Easing distress and promoting serenity: Engaging someone on topics of their interest provides constructive diversion and distraction during agitation or restlessness, which can prevent and alleviate symptoms associated with sundowning. The app is also helpful to occupy or distract someone whilst therapy is carried out.
Cognitive engagement: Users can select topics that interest them, like old cars, military planes, baking, animals, musical classics, and many more. The app features 1000s of games on 100s of different topics and themes with new games being added weekly so there is something to appeal to everyone. People love to indulge in their favorite topics and they can of course revisit the same game as many times as they like!
Positive Emotions: The games thoughtfully integrate familiar themes and experiences, nurturing positive emotional connections and create a sense of nostalgia. This can be exceptionally comforting for individuals experiencing sundowning and also enables caregivers to identify what topics of communication may be useful in future or what other activities the person might enjoy.
Enhancing social interactions and reconnecting families: The games are designed to be played together with family, friends, caregivers and they even work in group settings which can reduce feelings of isolation and help people enjoy an activity together. The app provides structure to family visits and with such a large breadth of topics there is something to connect every generation. Young children, for example, may enjoy playing ‘Fairy Tales’ or ‘Nursery Rhymes’ with their grandparents.
There when you need it: The convenience of the Memory Lane Games application makes it a great distraction from symptoms such as wandering, confusion, distress and other behaviors and can easily be used when traveling or in unfamiliar surroundings too.

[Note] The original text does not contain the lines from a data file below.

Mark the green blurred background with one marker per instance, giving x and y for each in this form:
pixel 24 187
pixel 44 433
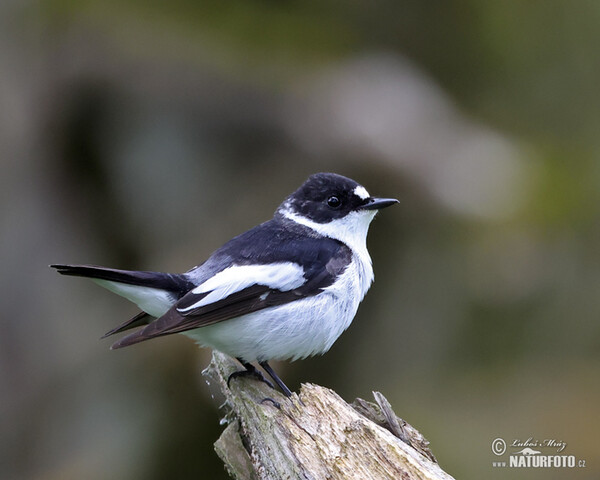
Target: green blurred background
pixel 143 134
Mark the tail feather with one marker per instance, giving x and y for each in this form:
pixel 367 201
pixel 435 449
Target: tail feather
pixel 153 292
pixel 175 283
pixel 140 319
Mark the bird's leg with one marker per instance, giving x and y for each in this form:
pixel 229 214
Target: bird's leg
pixel 287 392
pixel 250 370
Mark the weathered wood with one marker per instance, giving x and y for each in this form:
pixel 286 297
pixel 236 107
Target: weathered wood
pixel 314 434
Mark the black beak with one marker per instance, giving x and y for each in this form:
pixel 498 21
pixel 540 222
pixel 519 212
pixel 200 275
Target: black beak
pixel 378 203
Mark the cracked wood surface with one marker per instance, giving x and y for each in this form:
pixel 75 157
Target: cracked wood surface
pixel 314 434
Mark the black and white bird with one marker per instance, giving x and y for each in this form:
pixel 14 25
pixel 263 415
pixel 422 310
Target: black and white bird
pixel 286 289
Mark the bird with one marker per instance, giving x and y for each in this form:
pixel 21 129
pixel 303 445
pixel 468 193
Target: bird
pixel 283 290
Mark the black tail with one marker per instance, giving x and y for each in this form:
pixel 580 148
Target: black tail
pixel 140 319
pixel 176 283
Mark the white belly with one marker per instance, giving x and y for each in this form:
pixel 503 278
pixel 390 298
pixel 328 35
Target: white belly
pixel 295 330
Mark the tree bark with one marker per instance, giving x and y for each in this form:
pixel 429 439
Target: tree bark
pixel 314 434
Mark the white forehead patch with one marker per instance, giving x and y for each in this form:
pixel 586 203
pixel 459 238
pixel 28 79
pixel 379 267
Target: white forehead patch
pixel 361 192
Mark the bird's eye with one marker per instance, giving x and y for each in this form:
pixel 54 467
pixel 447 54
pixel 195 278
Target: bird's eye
pixel 334 202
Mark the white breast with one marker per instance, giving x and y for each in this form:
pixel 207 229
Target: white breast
pixel 295 330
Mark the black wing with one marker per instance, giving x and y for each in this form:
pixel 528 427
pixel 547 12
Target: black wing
pixel 319 274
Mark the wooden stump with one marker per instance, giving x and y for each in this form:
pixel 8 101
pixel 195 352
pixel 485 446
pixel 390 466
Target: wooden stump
pixel 314 434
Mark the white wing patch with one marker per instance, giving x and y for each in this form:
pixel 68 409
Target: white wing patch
pixel 282 276
pixel 361 192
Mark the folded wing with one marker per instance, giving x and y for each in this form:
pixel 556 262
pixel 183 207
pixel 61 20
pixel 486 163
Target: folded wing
pixel 243 289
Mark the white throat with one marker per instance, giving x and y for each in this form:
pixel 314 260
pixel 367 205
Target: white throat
pixel 352 231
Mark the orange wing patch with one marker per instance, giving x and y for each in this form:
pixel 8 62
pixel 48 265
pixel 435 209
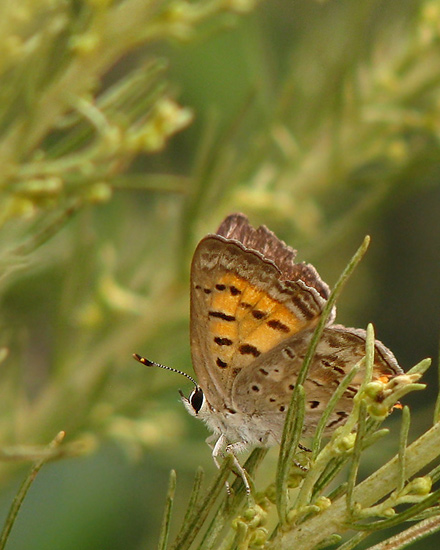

92% of caregivers felt the app made THEM more relaxed
67% of caregivers felt in made THEM happier
66% of caregivers felt time spent using the app was WORTHWHILE
92% of caregivers said the app taught them and person with dementia something new
83% of caregivers said the app made the person with dementia LAUGH
58% of caregivers believed it had helped the person with dementia COMMUNICATE more
Click here to read the full results
Sundowning syndrome can be a challenging condition to manage. However, with a better understanding of its causes and symptoms and access to the right tools, family carers, and healthcare professionals can provide the best support. By creating a structured routine, having tools on hand, and seeking medical advice when necessary, improving the quality of life for those who experience sundowning and their caring companions is possible.